にぎっても塊にならない場合は、砂地質で水はけがよすぎる土です。

粘土質の土の場合は、

川砂やパーライト、ピートモスなどを
大量に地中深くまで耕すことで改善できます。

砂地質の土の場合は、

赤玉土(小粒)や、バーミキュライトなどを
すき込むことで水もちの良い土へと改善することができます。

単粒構造の土

団粒構造が出来ていない単粒構造の場合は、
粒と粒の間に隙間がありません。

水が土に入ってきた場合、空気の場所がありません。
粘土質の土では、固くしまって空気も水も通らずに根腐れなどを引き起こします。砂地質の土では、水は下に流れていき、肥料分なども一緒に流れていきます。

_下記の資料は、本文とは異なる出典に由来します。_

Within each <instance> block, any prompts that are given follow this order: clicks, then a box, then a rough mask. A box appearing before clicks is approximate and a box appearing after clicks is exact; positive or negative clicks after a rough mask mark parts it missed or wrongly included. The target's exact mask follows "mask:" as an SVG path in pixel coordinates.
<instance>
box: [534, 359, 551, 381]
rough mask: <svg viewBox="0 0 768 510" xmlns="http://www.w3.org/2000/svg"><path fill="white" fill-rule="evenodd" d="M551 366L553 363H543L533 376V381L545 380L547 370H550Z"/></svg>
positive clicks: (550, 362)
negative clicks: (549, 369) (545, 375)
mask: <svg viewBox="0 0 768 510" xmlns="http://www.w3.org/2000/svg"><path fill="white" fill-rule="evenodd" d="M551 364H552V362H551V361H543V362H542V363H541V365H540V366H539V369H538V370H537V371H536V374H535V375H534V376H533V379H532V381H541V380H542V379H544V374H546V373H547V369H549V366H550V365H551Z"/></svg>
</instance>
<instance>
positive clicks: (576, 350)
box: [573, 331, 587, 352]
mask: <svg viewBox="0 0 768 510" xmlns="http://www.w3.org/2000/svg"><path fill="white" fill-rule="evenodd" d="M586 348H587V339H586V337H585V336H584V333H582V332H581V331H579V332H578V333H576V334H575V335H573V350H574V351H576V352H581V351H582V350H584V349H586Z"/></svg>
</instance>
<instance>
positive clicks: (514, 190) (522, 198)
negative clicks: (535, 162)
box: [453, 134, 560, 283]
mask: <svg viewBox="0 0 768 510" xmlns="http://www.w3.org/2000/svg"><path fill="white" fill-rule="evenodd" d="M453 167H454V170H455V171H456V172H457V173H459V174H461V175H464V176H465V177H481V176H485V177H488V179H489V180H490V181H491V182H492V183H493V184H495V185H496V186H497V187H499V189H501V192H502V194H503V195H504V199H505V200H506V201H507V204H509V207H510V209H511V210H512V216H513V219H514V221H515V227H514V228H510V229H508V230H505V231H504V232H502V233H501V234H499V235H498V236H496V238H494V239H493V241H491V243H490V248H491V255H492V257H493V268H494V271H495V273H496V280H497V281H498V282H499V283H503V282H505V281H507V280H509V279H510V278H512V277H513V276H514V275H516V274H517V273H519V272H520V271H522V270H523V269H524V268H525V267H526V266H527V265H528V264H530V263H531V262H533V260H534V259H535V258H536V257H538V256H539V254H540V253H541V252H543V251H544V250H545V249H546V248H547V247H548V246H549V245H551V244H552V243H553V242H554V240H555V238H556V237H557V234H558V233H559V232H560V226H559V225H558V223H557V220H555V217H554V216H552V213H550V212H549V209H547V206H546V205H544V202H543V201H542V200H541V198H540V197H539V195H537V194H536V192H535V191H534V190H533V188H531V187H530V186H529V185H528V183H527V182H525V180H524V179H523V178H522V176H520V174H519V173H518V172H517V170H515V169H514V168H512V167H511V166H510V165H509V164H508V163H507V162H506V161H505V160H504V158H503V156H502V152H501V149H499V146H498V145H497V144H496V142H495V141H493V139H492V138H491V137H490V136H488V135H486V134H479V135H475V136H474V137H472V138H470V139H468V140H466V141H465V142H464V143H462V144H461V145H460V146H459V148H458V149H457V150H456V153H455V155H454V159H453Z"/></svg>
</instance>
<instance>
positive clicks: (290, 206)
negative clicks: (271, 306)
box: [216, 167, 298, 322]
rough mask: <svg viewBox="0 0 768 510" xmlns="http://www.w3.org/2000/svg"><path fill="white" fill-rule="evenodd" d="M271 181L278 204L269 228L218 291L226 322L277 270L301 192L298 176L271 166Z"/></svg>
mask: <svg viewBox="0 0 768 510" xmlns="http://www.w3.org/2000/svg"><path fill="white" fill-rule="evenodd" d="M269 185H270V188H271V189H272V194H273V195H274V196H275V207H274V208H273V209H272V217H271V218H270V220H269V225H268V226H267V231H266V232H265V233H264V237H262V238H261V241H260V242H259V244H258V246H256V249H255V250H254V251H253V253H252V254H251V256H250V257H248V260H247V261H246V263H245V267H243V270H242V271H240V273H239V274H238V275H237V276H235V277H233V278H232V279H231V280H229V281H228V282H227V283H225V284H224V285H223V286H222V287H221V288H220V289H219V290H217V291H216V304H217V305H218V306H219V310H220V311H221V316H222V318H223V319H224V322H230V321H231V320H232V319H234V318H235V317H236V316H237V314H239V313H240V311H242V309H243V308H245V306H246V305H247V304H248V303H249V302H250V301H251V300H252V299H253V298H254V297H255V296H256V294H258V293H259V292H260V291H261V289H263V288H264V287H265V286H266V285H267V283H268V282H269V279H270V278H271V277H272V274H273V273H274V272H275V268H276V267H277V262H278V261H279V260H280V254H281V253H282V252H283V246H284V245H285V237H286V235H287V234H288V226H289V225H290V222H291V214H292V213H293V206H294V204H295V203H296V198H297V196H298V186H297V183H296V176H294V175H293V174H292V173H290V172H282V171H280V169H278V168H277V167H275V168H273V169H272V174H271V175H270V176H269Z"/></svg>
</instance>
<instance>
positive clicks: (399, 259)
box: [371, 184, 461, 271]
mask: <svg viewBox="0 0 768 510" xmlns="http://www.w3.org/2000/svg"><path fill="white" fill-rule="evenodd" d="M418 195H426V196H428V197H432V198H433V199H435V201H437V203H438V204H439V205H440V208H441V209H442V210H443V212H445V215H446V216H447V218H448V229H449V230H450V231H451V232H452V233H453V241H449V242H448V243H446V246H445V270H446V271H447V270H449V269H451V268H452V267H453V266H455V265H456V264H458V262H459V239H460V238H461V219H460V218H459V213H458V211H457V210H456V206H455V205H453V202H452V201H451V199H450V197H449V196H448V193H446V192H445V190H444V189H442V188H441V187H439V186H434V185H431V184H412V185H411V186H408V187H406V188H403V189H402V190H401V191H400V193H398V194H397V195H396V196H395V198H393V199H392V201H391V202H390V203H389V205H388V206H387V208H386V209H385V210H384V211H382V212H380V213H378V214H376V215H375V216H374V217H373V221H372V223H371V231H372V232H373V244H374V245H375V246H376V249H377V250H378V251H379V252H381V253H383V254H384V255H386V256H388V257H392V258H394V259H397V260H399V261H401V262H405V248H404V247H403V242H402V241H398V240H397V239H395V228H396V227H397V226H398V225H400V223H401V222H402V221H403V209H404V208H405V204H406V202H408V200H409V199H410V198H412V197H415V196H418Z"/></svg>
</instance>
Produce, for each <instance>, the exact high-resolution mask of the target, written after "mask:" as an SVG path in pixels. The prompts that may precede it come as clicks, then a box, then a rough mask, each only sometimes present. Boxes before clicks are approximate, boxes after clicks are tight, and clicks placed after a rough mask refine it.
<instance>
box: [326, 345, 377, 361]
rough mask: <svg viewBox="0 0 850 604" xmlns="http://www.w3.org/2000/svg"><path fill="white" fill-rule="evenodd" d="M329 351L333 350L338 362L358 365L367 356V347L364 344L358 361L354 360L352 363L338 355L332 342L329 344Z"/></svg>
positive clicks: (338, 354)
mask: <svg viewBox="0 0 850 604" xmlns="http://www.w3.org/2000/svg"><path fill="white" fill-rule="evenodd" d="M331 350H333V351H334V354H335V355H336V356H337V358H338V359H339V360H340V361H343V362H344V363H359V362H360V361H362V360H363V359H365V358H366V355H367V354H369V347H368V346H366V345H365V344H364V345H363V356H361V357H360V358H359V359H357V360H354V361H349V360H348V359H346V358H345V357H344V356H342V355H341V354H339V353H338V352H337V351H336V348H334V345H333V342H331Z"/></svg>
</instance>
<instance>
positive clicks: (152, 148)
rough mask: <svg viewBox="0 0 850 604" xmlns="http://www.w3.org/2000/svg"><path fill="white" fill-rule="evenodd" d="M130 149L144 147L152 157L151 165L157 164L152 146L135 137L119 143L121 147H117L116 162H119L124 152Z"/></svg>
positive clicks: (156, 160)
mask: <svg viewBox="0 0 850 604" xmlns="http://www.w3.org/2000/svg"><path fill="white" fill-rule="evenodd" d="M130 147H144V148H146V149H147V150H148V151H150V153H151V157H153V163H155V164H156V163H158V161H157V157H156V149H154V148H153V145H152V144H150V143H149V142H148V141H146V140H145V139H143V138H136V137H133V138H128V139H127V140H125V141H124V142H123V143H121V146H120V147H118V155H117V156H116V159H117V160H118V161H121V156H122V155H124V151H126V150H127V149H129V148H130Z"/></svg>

また乾燥気味になりやすいです。

団粒構造の土

団粒構造の場合は、団粒の中にも水分を保持しています。
また、粒と粒の間にも水や空気が自由に行き来できる隙間が確保されています。

余分な水分は隙間から抜けていき、適度な隙間があるので根が呼吸することができます。

水分も酸素も適度に保つことができるので野菜作りには最適な土と言えます。

土壌酸度について

土壌酸度とは…?

土壌酸度とは土が酸性なのかアルカリ性なのかの事をさします。

日本の雨は酸性の雨が降ります。

また、雨が降ることで、土の中の「カルシウム」や「マグネシウム」が流出します。

その影響で、日本の土壌は酸性になることが多く酸性の強い土は、多くの野菜作りには適しません。

土壌酸度の測り方

残念ながら、土壌酸度を目で見て手で触って、またはにおいや味で判断することは難しいです。

そのためには、ホームセンターや園芸店で販売している土壌酸度を測定する道具が必要になります。

主に

  • 土壌酸度計
  • 測定キット

この2種類に分かれます。

土壌酸度計

安価な土壌酸度のみを計測できるタイプから土壌の水分量や日照度まで測定できる高価なタイプまで幅広く販売されています。

機械自体を土壌に埋め込み土壌酸度を測定することができます。

手軽に測定でき、何か所も畝を立てる方にはオススメです。

測定キット

測定キットは小瓶と試験液がセットになっているものです。

皆さんが小学校などで使ったことがある「リトマス試験紙」と同じ原理のものです。

適当な入れ物に土と水を規定量入れて混ぜ上澄みの部分を小瓶にいれ試験液をいれると色が変わり、その色によって土壌酸度がわかります。

安価で手に入れることができるので初心者や狭い場所で栽培している方にはオススメです。

土壌酸度の調節方法

基本的に日本の土壌は酸性になりやすいため多くの場合は中性に近づける為にアルカリ性の資材を散布します。

代表的なものが「苦土石灰」です。苦土(マグネシウム)と石灰(カルシウム)が混合されているのもで

雨で失ったマグネシウムとカルシウムを補うことができさらに、土壌酸度をアルカリ性に近づけてくれます。

他にも、「カキ殻」などの有機物を使用した「有機石灰」や植物を燃やして作った「草木灰」などがありそれぞれに特徴があります。

「苦土石灰」は苦土(マグネシウム)と石灰(カルシウム)が配合されており、バランスよく散布できる為おすすめです。

「有機石灰」はじっくりと長くアルカリ成分が溶け出します。

また、ほかの資材と比べると土を柔らかくする効果も見込めます。

「草木灰」はリン酸やカリウムを含んでいるので成長を促したり、実付きをよくする効果などが見込めます。